Datin Qistina emerges from Datuk Najib's account as the linchpin enabling this precarious balance, handling approximately 90 percent of child-rearing responsibilities even during periods when household staff provided support. Her dual role—simultaneously a director of substantial business operations and the primary architect of domestic life—demonstrates that questions of work-life integration in entrepreneurial contexts remain fundamentally gendered. While Datuk Najib receives credit for "toning down" his workaholic tendencies, the narrative implicitly reveals Datin Qistina's invisibilized labour in creating conditions that permit his relative restraint. Her capacity to prepare home-cooked meals daily while managing a restaurant empire suggests either extraordinary personal energy or the absorption of expectations that their male counterparts rarely face.
The operational expansion continues regardless, with the group now managing over 1,000 employees across multiple brands and geographic territories. Plans for Manchester expansion suggest ambitions that extend beyond London's initial foothold, while a boutique resort in Sabah bearing his daughter's name indicates diversification beyond pure food and beverage into hospitality more broadly. These ventures represent both business calculation and personal legacy-building—establishing enterprises that his children might eventually steward, though Datuk Najib does not explicitly discuss succession planning or whether his offspring's restaurant fluency will translate into professional involvement.

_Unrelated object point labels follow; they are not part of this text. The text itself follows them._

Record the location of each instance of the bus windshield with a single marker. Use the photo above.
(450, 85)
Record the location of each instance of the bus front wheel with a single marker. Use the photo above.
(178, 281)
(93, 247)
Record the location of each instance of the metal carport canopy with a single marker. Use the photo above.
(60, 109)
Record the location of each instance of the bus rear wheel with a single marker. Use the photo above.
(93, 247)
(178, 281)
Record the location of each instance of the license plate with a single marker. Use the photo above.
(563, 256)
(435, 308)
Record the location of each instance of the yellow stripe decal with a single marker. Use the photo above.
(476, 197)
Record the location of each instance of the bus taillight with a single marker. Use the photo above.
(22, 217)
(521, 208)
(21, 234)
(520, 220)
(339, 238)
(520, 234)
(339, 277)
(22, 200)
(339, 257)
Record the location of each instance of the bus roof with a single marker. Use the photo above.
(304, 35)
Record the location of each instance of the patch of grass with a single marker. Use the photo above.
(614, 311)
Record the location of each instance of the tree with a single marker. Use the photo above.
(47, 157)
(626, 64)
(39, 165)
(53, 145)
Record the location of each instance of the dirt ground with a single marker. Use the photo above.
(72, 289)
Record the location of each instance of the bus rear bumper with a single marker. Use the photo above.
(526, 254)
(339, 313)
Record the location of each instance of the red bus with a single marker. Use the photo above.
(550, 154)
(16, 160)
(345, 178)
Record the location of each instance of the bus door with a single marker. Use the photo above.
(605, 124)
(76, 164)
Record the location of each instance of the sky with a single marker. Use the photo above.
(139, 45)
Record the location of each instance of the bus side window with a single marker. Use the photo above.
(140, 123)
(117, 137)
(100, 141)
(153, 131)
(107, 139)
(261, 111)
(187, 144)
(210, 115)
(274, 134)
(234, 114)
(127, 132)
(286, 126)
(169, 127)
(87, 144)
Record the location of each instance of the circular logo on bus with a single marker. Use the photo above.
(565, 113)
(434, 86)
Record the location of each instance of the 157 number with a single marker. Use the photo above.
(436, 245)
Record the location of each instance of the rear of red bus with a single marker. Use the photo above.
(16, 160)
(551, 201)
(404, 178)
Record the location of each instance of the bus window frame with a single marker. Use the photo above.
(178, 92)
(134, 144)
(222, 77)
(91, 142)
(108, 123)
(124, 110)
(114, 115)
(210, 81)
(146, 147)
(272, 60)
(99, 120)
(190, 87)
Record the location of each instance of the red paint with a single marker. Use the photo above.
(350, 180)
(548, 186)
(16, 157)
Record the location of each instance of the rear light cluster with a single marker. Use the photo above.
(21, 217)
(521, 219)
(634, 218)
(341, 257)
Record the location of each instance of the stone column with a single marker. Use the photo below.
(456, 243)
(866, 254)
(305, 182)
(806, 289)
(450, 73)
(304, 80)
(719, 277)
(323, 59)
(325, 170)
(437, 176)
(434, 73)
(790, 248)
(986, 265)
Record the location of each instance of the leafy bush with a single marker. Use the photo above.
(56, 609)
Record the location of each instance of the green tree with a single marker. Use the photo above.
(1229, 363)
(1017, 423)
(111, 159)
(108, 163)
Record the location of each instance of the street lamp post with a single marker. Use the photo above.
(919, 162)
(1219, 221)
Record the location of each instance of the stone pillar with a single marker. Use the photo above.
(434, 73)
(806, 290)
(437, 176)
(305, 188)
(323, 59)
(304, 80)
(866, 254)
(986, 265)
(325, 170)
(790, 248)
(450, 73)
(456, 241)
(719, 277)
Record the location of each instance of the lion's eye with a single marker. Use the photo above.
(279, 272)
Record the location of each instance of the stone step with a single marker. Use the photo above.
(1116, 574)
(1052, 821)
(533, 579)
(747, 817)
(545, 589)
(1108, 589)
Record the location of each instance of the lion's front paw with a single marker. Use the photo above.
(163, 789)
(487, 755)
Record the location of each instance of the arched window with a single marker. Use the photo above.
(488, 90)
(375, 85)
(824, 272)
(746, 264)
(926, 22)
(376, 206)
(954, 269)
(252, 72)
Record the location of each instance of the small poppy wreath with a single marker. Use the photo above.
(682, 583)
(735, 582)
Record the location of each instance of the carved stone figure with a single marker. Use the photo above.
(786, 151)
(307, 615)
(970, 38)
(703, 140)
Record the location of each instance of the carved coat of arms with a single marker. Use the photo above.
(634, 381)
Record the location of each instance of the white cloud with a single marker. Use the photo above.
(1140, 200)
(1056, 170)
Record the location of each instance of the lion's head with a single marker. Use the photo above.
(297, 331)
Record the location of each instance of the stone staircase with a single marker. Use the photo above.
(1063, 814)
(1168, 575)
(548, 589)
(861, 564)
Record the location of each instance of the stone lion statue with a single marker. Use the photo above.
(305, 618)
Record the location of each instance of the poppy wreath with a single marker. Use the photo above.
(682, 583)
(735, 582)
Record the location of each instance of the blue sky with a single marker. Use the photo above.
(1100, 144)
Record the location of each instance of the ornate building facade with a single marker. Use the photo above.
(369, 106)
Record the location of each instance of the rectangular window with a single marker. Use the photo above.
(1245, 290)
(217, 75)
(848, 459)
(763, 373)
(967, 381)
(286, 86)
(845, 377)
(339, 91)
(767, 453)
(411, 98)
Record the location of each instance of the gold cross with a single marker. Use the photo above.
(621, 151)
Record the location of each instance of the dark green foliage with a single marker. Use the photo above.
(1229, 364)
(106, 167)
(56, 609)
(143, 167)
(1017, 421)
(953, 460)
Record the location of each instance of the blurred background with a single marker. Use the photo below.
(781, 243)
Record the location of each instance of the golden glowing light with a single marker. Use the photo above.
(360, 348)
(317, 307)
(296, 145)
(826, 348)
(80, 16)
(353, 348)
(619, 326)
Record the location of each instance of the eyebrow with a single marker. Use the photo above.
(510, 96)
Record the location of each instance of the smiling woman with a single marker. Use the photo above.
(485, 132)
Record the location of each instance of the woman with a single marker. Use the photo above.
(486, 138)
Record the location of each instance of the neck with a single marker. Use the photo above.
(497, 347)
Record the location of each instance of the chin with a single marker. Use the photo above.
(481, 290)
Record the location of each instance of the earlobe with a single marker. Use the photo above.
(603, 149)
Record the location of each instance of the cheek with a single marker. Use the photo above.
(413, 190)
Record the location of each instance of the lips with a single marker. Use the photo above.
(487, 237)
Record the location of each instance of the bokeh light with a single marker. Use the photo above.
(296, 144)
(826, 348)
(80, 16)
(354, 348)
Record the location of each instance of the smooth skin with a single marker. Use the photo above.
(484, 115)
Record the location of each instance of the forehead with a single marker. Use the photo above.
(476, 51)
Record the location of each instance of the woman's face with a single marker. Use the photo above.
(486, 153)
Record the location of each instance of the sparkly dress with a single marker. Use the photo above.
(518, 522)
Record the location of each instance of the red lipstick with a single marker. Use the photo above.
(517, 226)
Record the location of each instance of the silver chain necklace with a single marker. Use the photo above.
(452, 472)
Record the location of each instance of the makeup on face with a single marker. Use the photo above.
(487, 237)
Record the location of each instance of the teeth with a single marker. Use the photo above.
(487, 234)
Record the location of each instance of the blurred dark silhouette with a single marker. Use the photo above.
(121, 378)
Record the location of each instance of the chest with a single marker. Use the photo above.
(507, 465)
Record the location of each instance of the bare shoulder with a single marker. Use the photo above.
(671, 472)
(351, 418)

The annual commitment to two weeks of family holidays represents the ritualistic affirmation of his reprioritization, a non-negotiable allocation of time in a calendar otherwise consumed by operational demands. During these periods, Datuk Najib reports being fully present—a qualitative distinction he emphasizes—suggesting that presence itself requires deliberate mental recalibration away from business modes of thinking. The pattern reflects broader challenges within Malaysia's entrepreneurial ecosystem, where F&B operators particularly face structural pressures toward continuous presence that mirror retail and hospitality's fundamental nature. That Datuk Najib has constructed workarounds enabling meaningful family engagement while sustaining rapid business growth offers a model potentially instructive for others navigating similar pressures.
Ultimately, the Serai Group story represents something more psychologically complex than a straightforward account of business success. It captures the moment when an entrepreneur recognizes that the metrics by which he measures achievement must expand beyond revenue, market share, and outlet count to incorporate intangible measures of familial connection and personal presence. The three children who move confidently through Super Blonde and Taffy are simultaneously testaments to parental business acumen and beneficiaries of deliberate decisions to permit their childhood visibility and engagement within professional spaces. Whether this model proves sustainable as the business grows further, and whether these children will eventually choose to continue or diverge from their parents' path, remains to be seen. For now, at least, the Serai Group represents a demonstration that the false dichotomy between family and empire—so prevalent in entrepreneurial mythology—remains precisely that: false.